Of course, there is a risk that uBlock Origin could be compromised in a way that could leak secrets as you browse the Web. My own opinion is that this risk is less than that posed by advertising and tracking CDNs, but I also think that this is impossible to quantify.

Use Decentraleyes to avoid loading more files from CDNs

Web developers often load common JavaScript libraries, fonts, and other resources from free CDN services. The goal is to allow for faster loading of websites; however, it also exposes end-users to the risk that a single hacked CDN could compromise many websites.

The browser add-on Decentraleyes redirects many common requests away from these CDNs to local copies of the same files, avoiding potential compromise. (On the other hand, if a malicious version of Decentraleyes were to be uploaded, you could be compromised in the same way).

Support alternative services

Often, CDNs are used because they are the easiest and most expedient way to make something work. Find and support services that are taking more difficult routes to build better products. For instance, Signal, a nonprofit competitor to Facebook Messenger, WhatsApp, LINE, iMessage, and other message apps, is very open about the steps they take to ensure that they are adhering to a much higher standard of end-to-end encryption.

Make boring, plain websites

As websites become more complex, CDNs become more critical -- both because it is difficult to serve large image, script, and video files without one, and because DDoS attacks can often succeed by exploiting computationally-heavy programs runnable through websites.

Focusing on simplicity brings other benefits: the time that was being used to over-design and distract can instead be spent on making sites more accessible to people with visual impairments, and on building safer, faster, and more reliable systems.

Incentivize secure computing

This suggestion gets into the realm of policy, not individual action. An Internet of better-secured and maintained devices would be safer for everyone, and prevent many attacks before they start. More secure systems could be incentivized through well-designed government policy. However, there is also a risk that poorly-designed policy could lead to a significant drop in freedom of access to the Internet.

Better police Internet crime

Increasing the potential costs for attackers by solving a larger portion of Internet crimes is another non-technical and likely necessary solution. Unfortunately, there are many countries that have demonstrated little interest in pursuing criminals within their own borders, as long as those criminals only attack people in other countries. It is difficult to see how this situation could improve in the near future.

Figure out how to build a DDoS-resistant Internet

It is often more difficult, if not impossible, to solve a problem through purely technical means instead of through a combination of social and technical factors. Building a more resilient, decentralized Internet will require both social and technical means.

I do not know where to begin on the technical side, except to comment that nothing in the cryptocurrency or Web3 worlds is the answer. Moxie's commentary on web3 is instructive as to why.

Beyond the end

The problem with building a safe Internet for everyone is that there are many different aspects to safety. Ensuring end to end encryption is just a small part of secure system design, and yet has enough challenges on its own to occupy many lifetimes.
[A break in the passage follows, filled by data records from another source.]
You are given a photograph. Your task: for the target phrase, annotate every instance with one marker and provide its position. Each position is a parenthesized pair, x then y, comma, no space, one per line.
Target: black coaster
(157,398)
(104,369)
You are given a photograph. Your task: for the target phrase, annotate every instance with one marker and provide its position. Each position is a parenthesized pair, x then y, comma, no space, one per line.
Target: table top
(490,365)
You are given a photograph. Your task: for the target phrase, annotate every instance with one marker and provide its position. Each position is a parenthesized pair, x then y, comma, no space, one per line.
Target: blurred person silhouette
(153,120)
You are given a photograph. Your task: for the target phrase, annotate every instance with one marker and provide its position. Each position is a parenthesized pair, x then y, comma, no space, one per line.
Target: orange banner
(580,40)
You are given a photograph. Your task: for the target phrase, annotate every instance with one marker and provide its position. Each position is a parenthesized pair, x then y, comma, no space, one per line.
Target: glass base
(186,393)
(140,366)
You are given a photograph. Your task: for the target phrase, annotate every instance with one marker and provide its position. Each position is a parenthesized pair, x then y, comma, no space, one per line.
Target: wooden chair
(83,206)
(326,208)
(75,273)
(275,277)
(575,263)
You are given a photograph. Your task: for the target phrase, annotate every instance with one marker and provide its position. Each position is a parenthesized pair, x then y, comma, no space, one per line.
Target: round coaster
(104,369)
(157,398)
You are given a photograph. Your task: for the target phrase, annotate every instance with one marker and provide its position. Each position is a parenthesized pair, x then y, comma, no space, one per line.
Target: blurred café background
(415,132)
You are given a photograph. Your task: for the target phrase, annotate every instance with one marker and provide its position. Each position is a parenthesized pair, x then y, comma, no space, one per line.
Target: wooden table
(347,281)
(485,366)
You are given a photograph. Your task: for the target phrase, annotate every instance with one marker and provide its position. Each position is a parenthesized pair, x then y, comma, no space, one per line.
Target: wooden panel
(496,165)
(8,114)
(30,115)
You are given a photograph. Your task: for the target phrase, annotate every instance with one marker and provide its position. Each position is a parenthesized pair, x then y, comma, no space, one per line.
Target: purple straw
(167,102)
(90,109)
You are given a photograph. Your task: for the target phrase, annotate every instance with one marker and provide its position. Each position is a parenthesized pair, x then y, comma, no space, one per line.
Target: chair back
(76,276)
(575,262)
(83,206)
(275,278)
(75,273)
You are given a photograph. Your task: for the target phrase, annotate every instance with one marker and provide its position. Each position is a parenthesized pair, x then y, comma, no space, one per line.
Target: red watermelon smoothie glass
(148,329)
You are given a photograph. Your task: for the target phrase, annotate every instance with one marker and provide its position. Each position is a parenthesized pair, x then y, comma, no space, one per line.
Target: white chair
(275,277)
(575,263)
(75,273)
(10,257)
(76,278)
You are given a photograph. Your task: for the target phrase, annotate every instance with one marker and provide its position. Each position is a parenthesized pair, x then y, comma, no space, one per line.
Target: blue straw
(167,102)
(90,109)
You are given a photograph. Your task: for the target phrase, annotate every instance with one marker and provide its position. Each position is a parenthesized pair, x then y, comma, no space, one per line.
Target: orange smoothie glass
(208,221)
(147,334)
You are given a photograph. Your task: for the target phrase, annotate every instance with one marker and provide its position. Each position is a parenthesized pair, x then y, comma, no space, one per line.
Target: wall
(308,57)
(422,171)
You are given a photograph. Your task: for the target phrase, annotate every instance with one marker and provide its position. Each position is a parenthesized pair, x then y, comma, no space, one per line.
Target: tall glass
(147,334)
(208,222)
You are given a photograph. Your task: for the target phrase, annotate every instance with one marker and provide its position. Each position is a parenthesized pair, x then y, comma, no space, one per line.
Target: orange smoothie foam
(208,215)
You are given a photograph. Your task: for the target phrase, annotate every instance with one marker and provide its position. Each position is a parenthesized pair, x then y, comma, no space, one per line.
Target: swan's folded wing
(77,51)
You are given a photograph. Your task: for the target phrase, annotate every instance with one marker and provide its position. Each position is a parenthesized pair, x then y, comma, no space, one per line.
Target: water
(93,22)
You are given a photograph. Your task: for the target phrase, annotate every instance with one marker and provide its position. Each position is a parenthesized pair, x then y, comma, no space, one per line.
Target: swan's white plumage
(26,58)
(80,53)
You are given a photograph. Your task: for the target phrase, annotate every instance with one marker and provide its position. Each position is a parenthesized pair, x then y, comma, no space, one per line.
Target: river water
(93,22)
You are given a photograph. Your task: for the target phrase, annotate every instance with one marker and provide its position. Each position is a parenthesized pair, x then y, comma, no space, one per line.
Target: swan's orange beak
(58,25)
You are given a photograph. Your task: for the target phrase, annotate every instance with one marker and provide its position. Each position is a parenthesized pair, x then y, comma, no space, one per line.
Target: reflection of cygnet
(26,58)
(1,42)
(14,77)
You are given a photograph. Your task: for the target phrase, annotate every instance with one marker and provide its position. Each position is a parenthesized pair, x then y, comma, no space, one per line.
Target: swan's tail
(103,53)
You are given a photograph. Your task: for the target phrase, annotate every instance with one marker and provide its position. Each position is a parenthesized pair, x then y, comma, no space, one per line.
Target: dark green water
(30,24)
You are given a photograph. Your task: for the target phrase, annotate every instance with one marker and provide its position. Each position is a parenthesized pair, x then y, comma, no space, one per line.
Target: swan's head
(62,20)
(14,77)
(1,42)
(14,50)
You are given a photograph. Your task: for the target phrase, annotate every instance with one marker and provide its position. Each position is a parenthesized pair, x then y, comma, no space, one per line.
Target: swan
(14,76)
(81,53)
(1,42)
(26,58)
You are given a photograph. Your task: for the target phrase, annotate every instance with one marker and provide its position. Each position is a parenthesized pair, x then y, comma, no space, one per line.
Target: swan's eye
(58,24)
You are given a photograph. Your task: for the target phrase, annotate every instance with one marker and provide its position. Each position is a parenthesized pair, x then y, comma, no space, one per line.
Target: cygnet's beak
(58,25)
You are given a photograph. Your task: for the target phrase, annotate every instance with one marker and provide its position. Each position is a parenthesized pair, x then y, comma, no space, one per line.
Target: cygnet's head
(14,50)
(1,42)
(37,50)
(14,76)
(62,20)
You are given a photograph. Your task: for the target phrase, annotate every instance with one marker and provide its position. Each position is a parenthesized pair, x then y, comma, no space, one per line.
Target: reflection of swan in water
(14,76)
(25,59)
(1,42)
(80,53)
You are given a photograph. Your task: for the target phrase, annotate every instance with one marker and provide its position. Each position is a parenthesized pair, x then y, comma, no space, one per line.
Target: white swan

This article began with a simple Civil War encryption system, which was augmented and replaced as new threats emerged. It is unlikely that there will ever be a perfectly safe or secure system, for any definition of those words. Instead, we must continue to build and update our own mental models of how these systems work, constantly asking how they can be made better without losing sight of the context that they operate in.

Or maybe we should just go back to 1980s novelty phones.